[comp.lang.c] Match C Comments... the right answer

merlyn@iwarp.intel.com (Randal Schwartz) (12/18/89)

In article <2191@prune.bbn.com>, rsalz@bbn (Rich Salz) writes:
| In <601@vice2utc.chalmers.se> d5kwedb@dtek.chalmers.se (Kristian Wedberg) writes:
| >A question from a friend of mine, P{r Eriksson:
| >	Does anyone know how to write a LEX rule for C comments,
| >	ie for everything between /* and */, nesting not allowed?
| 
| We go through this in comp.lang.c about once a year.  Almost everyone
| gets it wrong.  The best thing to do is to define a lex rule that
| catches "/*" and in the actions for that rule look for */ on your own.

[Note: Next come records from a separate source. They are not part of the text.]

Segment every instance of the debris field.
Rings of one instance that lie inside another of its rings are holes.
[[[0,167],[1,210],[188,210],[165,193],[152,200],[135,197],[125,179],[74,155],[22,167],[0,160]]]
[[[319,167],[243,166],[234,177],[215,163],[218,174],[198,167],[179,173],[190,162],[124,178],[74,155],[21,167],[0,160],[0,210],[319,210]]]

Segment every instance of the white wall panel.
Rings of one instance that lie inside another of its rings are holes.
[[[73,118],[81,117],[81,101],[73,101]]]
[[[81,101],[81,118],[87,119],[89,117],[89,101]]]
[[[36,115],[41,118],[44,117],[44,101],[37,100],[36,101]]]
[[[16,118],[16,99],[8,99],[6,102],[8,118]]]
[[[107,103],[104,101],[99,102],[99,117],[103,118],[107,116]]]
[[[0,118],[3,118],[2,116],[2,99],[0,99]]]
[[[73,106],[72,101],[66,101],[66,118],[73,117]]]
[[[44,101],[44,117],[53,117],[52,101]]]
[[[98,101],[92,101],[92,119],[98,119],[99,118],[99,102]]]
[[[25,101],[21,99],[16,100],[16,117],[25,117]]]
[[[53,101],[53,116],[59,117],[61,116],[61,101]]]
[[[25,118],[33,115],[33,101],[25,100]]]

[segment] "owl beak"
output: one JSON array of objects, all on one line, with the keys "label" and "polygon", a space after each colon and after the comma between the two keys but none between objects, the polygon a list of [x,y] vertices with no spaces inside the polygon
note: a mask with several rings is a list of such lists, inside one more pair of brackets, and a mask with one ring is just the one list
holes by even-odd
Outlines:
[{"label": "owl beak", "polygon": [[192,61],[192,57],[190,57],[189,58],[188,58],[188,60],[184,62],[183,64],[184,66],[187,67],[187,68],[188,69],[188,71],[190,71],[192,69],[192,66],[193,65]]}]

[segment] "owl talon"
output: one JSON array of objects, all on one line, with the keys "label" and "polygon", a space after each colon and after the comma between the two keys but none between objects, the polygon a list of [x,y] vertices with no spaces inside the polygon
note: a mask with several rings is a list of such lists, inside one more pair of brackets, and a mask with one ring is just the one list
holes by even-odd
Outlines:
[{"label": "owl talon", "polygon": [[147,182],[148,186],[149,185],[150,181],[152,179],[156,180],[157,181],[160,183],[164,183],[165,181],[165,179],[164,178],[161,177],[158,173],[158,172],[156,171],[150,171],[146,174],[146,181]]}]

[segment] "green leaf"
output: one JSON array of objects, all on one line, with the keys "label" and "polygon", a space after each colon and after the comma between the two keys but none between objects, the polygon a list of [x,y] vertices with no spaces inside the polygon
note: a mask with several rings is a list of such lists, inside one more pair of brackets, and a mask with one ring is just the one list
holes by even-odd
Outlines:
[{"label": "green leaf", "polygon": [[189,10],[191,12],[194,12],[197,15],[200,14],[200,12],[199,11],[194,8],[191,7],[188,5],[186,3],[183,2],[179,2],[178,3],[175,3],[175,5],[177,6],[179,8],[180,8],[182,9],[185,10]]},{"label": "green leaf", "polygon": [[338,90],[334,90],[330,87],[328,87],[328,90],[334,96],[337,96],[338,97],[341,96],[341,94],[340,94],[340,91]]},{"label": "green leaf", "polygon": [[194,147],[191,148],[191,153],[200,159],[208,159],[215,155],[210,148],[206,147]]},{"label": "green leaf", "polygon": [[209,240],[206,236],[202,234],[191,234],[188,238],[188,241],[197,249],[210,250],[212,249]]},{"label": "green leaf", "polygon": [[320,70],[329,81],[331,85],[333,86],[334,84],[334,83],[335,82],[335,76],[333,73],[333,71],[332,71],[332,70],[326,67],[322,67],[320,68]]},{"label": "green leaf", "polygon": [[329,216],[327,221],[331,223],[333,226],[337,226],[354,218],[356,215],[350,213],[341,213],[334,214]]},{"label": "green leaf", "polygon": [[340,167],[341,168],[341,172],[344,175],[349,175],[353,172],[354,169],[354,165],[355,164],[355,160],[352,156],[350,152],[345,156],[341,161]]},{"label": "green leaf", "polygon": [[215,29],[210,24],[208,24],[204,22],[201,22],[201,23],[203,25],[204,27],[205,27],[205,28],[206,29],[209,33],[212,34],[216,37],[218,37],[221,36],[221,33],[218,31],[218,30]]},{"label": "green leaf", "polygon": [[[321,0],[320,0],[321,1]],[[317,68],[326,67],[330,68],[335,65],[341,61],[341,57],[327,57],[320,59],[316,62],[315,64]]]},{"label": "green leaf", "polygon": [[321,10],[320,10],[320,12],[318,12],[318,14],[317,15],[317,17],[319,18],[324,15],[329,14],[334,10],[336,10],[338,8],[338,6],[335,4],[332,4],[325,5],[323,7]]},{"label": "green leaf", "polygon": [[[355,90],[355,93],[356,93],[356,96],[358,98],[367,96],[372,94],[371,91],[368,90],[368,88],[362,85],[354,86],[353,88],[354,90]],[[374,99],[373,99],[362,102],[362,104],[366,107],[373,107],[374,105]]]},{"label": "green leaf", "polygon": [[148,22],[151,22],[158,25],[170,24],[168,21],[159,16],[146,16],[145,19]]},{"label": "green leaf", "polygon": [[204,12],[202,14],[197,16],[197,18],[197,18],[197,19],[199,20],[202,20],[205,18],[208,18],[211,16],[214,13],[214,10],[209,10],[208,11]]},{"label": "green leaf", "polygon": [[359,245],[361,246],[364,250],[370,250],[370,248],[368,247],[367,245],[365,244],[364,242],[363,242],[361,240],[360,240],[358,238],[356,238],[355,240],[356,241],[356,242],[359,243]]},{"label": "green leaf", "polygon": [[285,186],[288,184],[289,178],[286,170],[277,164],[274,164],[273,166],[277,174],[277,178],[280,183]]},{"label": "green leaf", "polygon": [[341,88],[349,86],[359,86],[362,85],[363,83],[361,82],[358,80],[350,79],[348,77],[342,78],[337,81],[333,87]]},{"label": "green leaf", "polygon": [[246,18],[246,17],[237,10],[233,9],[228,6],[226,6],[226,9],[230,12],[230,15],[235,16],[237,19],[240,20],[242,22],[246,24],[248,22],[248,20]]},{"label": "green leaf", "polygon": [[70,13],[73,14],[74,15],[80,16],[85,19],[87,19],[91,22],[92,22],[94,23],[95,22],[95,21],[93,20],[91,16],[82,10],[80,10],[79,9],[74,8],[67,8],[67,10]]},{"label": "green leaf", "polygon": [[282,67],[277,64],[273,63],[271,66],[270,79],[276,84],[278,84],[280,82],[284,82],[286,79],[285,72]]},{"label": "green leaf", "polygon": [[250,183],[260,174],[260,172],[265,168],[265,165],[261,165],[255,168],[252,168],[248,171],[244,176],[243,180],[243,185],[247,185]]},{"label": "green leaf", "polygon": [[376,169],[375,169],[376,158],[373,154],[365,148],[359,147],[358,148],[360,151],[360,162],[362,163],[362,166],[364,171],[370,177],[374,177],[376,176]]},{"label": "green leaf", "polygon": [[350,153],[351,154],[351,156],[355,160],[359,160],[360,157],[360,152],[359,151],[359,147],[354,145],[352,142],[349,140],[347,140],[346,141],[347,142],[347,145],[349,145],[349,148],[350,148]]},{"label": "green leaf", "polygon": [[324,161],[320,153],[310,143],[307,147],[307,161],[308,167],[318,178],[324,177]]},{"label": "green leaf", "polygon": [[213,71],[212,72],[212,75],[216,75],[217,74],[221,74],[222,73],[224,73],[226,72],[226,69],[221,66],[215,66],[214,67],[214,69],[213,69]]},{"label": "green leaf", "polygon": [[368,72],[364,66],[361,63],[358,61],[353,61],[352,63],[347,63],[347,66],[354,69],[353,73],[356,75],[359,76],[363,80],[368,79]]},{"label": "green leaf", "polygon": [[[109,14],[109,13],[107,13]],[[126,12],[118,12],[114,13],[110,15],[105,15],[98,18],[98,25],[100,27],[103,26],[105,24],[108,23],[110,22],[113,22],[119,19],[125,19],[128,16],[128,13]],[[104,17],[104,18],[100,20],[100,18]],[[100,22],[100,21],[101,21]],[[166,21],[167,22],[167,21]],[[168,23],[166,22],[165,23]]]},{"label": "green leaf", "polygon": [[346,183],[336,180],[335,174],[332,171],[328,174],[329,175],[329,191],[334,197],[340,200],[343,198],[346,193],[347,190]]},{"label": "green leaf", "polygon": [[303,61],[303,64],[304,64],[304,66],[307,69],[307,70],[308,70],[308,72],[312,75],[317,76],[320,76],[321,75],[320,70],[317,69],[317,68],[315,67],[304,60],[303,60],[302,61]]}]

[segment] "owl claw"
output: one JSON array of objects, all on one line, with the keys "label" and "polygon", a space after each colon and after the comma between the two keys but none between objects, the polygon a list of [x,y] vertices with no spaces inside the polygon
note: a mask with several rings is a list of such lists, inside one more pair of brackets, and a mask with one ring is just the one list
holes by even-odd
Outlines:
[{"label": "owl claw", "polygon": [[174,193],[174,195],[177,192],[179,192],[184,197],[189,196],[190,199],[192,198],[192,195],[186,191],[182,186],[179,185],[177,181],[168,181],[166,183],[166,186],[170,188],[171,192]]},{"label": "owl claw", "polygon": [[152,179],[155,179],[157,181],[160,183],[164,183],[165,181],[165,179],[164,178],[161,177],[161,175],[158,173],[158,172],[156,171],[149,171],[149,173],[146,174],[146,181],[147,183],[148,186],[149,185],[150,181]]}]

OK, almost everyone got it wrong (and I took great delight at pointing
out what was wrong sometimes :-), but there was ONE correct answer --
mine ( :-)...

		"/*"(\**[^*/]|\/)*\*+\/

Don't accept any cheap imitations.  They're probably wrong.  (This one
is wrong in that it will match C comments inside of text strings, but
that's just plain pathological. :-)

(No, I don't have one in Perl... :-)

Just another regex hacker,
-- 
/== Randal L. Schwartz, Stonehenge Consulting Services (503)777-0095 ====\
| on contract to Intel's iWarp project, Hillsboro, Oregon, USA, Sol III  |
| merlyn@iwarp.intel.com ...!uunet!iwarp.intel.com!merlyn	         |
\== Cute Quote: "Welcome to Oregon... Home of the California Raisins!" ==/

martin@mwtech.UUCP (Martin Weitzel) (12/19/89)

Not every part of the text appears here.